セルジュがクロエを大切にしていることは分かっていたが、その妹にも随分と気を許しているのが気にかかった。セルジュがそういう対象に思っていなくても、勘違いして王家の定めた婚約に余計な邪魔が入らないようと警戒を強めていたが、リボンをきっかけにアネットがあの時の少女だと分かったのだ。
「アネット嬢が初恋の相手だなんて、難儀なことだね。彼女はよくも悪くもクロエしか興味がない」
リシャールの弁解を聞いたセルジュが呆れたような口調で言った。
「違っ、初恋とかそんなんじゃない。ただもう一度会いたいと思っていただけで……」
ただ親切にしてもらった相手にそこまで普通は気に掛けない、そう思うがセルジュは口にしなかった。
家柄も容姿も申し分ない従弟は幼い頃から、女性から好意を向けられることが多く、純粋な好意もあったのだろうが打算や駆け引き、ドロドロとした嫉妬などが原因で女性不振の面がある。

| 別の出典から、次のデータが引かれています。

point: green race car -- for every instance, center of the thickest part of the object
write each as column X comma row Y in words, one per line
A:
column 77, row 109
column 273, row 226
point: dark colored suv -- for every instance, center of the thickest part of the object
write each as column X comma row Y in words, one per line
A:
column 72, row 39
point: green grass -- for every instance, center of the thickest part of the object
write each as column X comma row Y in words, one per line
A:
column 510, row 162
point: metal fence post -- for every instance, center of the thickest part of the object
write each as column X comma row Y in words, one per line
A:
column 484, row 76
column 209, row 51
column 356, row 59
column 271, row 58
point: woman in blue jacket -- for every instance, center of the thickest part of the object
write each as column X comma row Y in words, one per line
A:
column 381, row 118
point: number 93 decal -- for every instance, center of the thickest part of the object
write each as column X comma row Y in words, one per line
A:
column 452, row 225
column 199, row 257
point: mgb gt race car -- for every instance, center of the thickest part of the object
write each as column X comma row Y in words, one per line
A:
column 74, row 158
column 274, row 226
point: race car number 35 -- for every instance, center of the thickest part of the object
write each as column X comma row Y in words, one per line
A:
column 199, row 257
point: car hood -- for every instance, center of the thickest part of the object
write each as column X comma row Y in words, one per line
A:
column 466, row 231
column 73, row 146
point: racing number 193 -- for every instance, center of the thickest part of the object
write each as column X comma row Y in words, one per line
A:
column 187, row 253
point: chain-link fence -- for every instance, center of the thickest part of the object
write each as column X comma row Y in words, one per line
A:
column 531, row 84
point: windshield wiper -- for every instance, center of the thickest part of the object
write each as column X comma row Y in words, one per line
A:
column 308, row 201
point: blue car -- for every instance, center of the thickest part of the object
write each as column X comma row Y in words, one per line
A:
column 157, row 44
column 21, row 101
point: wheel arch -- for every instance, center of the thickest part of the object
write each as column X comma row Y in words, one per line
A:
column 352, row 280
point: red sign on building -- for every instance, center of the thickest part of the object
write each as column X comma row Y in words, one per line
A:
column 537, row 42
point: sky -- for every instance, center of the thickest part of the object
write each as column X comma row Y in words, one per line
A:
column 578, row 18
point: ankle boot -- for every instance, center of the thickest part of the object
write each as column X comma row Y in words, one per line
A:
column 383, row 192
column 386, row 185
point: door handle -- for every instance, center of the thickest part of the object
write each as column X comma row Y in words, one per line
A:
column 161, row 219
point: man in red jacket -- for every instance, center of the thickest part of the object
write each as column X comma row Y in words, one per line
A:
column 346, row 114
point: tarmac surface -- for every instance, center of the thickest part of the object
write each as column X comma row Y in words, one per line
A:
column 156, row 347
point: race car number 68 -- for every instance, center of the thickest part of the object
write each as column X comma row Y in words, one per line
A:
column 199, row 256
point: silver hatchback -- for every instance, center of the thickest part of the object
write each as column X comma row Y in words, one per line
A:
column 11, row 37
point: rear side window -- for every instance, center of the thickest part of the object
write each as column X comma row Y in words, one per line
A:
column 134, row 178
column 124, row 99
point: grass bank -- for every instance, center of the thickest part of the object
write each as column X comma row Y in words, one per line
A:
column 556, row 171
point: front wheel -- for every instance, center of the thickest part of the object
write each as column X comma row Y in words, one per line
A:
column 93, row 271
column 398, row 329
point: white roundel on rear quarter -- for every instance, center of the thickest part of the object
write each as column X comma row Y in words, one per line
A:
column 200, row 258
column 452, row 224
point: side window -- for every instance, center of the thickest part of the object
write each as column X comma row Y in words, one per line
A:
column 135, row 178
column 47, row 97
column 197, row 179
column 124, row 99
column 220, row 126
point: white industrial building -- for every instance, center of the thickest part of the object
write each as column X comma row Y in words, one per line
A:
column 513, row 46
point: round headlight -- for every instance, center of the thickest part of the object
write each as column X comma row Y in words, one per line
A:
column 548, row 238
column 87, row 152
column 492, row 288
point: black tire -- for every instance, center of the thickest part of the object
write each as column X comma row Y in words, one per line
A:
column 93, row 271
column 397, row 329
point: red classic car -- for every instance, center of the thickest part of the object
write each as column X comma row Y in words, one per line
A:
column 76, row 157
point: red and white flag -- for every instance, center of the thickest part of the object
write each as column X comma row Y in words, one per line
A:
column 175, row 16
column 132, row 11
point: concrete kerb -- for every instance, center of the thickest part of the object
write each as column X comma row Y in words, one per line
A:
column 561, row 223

たった一度、安い揚げ菓子を分けてもらった少女にお気に入りのリボンを渡し、街に行くたびにその姿を探していた従弟の初恋を心から応援してあげたい。
(とはいえ、クロエもあれで随分と過保護だからね。道のりは険しそうだ)
傷心の従弟を慰めながら、セルジュは自分の大切な婚約者への取り成しについて頭を悩ませていた。